The Beginning of a Case for Swinging-Strike Percentage

Recently on the subreddit for fantasy baseball, there was a thread about which stats you look at when trying to gain an edge over your league. A lot of the responses concerned pitchers, those most volatile of commodities and therefore the players who merit the most waiver-wire attention. The metrics most people cited as useful for pitchers were predictably strikeout-based: K/9, K%, K/BB.

Those stats are fine and useful in all sorts of situations, but I’m not convinced they really provide an edge. After all, if we suppose the people who post on the fantasy baseball subreddit are representative of serious fantasy players, it follows that the only edge K/9, K% and K/BB would provide is over casual players, the guys or gals who are there just to give the league enough members.

We must necessarily look deeper to find an edge over other serious players. Swinging-strike percentage (SwStr%) is deep! Instead of measuring strikeouts as a function of innings or plate appearances, it measures swinging strikes out of total swings. You can also call it Whiff% (Brooks Baseball does).

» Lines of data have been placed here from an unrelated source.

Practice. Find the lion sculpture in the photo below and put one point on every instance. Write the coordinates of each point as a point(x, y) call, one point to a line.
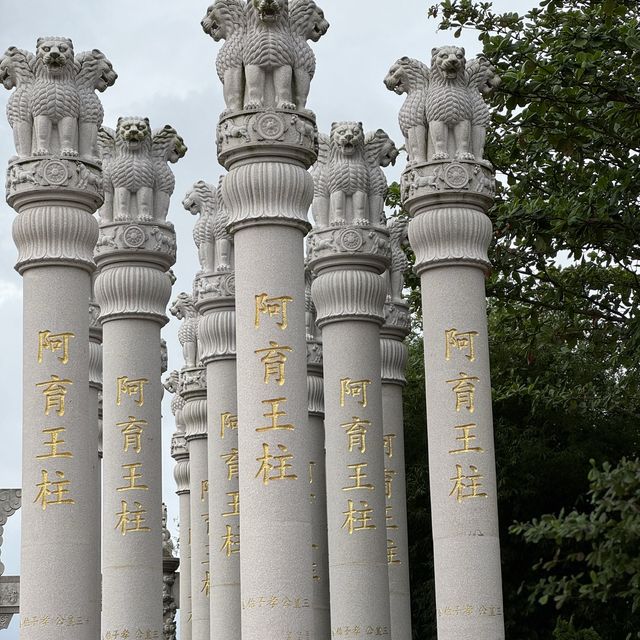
point(268, 55)
point(167, 146)
point(320, 175)
point(449, 107)
point(307, 22)
point(411, 76)
point(54, 98)
point(184, 309)
point(95, 73)
point(380, 151)
point(225, 20)
point(128, 171)
point(16, 72)
point(201, 201)
point(348, 175)
point(398, 232)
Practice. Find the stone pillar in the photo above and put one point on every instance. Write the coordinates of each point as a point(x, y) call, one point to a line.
point(193, 382)
point(317, 470)
point(215, 301)
point(267, 140)
point(135, 249)
point(180, 453)
point(396, 327)
point(448, 197)
point(349, 250)
point(54, 183)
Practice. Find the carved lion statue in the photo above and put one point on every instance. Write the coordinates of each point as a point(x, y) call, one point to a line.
point(225, 20)
point(380, 151)
point(127, 170)
point(449, 107)
point(55, 101)
point(411, 76)
point(201, 200)
point(95, 73)
point(184, 309)
point(348, 175)
point(167, 146)
point(307, 22)
point(268, 55)
point(16, 72)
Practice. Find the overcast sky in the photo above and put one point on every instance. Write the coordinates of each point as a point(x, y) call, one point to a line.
point(166, 72)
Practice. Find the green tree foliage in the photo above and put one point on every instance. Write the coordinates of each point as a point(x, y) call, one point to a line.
point(563, 293)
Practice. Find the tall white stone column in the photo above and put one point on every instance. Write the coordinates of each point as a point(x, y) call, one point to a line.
point(448, 197)
point(394, 352)
point(349, 250)
point(267, 140)
point(54, 183)
point(317, 470)
point(194, 415)
point(215, 300)
point(180, 453)
point(135, 249)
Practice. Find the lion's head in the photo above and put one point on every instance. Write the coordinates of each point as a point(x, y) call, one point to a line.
point(223, 17)
point(307, 19)
point(270, 11)
point(133, 132)
point(200, 198)
point(448, 61)
point(380, 149)
point(56, 54)
point(183, 307)
point(406, 74)
point(168, 144)
point(347, 138)
point(96, 71)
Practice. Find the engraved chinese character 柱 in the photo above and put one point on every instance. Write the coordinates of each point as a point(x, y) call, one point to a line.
point(274, 467)
point(461, 340)
point(466, 487)
point(54, 342)
point(356, 389)
point(274, 307)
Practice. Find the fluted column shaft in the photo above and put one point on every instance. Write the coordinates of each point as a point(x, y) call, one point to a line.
point(60, 564)
point(349, 295)
point(217, 335)
point(450, 234)
point(394, 361)
point(267, 194)
point(132, 290)
point(318, 494)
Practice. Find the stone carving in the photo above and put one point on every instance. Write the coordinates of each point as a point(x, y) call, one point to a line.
point(398, 238)
point(307, 22)
point(184, 309)
point(214, 243)
point(265, 61)
point(54, 109)
point(349, 184)
point(95, 74)
point(455, 114)
point(10, 501)
point(446, 176)
point(265, 128)
point(380, 151)
point(225, 21)
point(411, 76)
point(138, 181)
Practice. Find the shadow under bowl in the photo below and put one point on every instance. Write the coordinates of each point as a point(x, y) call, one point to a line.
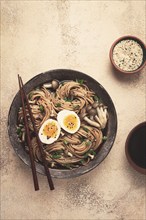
point(143, 46)
point(135, 148)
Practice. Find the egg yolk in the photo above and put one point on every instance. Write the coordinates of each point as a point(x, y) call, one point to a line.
point(70, 122)
point(50, 130)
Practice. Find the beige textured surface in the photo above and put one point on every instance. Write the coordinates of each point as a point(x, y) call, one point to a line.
point(41, 35)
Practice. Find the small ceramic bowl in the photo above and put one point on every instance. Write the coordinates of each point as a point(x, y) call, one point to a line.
point(135, 148)
point(135, 39)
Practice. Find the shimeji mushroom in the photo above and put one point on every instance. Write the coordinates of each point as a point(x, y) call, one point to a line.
point(98, 112)
point(83, 116)
point(54, 84)
point(101, 116)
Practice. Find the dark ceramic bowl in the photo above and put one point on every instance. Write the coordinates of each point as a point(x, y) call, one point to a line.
point(135, 148)
point(64, 74)
point(129, 37)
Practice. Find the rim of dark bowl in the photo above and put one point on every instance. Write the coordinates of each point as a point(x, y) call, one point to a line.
point(131, 162)
point(64, 74)
point(143, 46)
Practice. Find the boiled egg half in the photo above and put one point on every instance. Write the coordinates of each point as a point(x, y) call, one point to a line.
point(69, 121)
point(49, 131)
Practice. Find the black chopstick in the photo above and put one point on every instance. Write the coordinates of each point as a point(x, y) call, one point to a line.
point(33, 167)
point(37, 138)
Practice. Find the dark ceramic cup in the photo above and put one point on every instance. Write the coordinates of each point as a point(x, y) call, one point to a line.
point(135, 148)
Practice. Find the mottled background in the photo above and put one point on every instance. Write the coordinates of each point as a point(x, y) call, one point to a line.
point(37, 36)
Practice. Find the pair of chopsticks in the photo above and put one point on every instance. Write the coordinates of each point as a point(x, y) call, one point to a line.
point(33, 167)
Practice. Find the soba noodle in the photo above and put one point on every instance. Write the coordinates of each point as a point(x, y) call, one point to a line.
point(70, 150)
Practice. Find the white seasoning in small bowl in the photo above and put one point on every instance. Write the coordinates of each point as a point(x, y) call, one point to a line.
point(128, 55)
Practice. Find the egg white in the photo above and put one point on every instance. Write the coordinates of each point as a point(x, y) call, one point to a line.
point(43, 137)
point(62, 115)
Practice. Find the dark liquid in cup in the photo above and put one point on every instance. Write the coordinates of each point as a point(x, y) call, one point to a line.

In the way of finding proof that SwStr% is great, I looked at all starting pitchers from the last decade (2004-2013) who had at least 50 IP in a season. That gave me like 1700 player-seasons, or near enough as makes no matter. TruStats from that badass data set after the musical break.

Fact: I am trying to rewrite that song for Jeremy Giambi.

First look how well SwStr% correlates with K%:


I meant Starting Pitchers, of course. Starter Pitchers are the three pitchers offered to you at the beginning of your franchise.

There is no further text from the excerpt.